Where once the Buddha’s caring eyes observed the soporific flow of local life, he now gazes across hundreds of hectares of banana trees that are owned by Chinese entrepreneurs and stretch off in every direction. The plantation area is so large that it takes a full hour to cross it by car.
“The Chinese are renting 1,600 square metres of land for the equivalent of between $300 to $600 per year, which is roughly what the farmers would earn from this area if they cultivate the land. So they get the same amount but don’t have to work,” says Sompavong.
However, such deals always have their negative sides. For instance, the concession contracts usually do not specify that the investor has to clean up the land – often rice paddies – and return it to its previous condition after the contract ends.
“There are big economic incentives to rent out the land, because it represents a large amount of cash that Laotian villagers could never get in one go from their farming work. [But there are a lot of consequences] in terms of chemical inputs used by the Chinese investors, destruction of land markers and destruction of traditional irrigation channels,” says Cecilie Friis, a human geographer at Humboldt University in Berlin who, last May, wrote a study titled Chinese Banana Investments in Northern Laos.
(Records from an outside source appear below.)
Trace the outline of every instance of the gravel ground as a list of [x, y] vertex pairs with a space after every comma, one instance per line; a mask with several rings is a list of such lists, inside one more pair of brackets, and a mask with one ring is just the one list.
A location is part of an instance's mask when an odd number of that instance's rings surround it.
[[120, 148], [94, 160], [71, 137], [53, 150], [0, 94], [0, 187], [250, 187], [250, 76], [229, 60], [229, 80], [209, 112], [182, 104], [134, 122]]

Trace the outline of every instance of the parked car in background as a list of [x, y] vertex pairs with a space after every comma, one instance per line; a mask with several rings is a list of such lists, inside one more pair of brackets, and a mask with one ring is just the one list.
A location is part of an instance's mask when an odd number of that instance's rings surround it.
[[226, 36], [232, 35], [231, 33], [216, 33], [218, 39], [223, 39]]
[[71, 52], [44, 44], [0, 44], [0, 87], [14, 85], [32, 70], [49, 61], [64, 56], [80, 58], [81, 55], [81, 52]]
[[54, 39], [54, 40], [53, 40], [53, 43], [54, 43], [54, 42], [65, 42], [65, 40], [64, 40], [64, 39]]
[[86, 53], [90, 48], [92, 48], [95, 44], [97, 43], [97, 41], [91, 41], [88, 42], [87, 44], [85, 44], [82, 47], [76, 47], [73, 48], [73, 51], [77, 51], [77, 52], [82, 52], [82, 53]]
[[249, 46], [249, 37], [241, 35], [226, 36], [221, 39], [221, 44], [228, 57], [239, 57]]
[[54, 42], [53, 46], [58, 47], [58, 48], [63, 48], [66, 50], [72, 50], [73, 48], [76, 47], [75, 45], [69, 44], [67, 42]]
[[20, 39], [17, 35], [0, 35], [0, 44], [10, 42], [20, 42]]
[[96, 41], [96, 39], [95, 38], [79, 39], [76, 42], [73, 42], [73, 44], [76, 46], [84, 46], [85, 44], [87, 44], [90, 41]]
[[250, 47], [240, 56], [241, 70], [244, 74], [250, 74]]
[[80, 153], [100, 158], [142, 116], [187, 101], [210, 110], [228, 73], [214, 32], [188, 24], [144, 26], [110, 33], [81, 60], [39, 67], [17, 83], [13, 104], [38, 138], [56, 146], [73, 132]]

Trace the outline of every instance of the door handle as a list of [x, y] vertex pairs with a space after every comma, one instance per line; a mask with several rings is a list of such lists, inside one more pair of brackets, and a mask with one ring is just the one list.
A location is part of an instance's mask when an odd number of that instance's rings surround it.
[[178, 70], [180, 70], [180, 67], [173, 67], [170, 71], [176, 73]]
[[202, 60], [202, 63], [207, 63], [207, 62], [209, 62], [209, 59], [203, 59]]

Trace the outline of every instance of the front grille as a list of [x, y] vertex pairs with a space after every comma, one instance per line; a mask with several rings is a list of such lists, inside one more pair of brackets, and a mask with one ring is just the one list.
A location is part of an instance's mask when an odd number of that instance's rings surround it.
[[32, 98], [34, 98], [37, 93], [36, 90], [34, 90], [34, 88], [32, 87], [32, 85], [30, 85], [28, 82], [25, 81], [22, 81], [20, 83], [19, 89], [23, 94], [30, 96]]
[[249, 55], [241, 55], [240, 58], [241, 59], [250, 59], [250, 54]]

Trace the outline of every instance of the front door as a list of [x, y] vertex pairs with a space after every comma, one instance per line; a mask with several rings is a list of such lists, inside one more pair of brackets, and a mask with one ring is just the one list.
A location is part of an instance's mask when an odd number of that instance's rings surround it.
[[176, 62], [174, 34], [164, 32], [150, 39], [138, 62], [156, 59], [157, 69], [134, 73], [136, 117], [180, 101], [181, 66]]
Plantation workers are also getting paid. They typically earn between $120 and $150 a month in a country where the national income per capita is estimated at $137 a month by the World Bank. The majority of the workers are from marginalised ethnic minority groups who previously relied on subsistence farming.
Yet the banana rush in the plains of northern Laos is just one element of a larger phenomenon. Chinese entrepreneurs, deprived of economic opportunities in overcrowded southern China, are increasingly willing to venture across the border to a country where people are scarce and land is plentiful.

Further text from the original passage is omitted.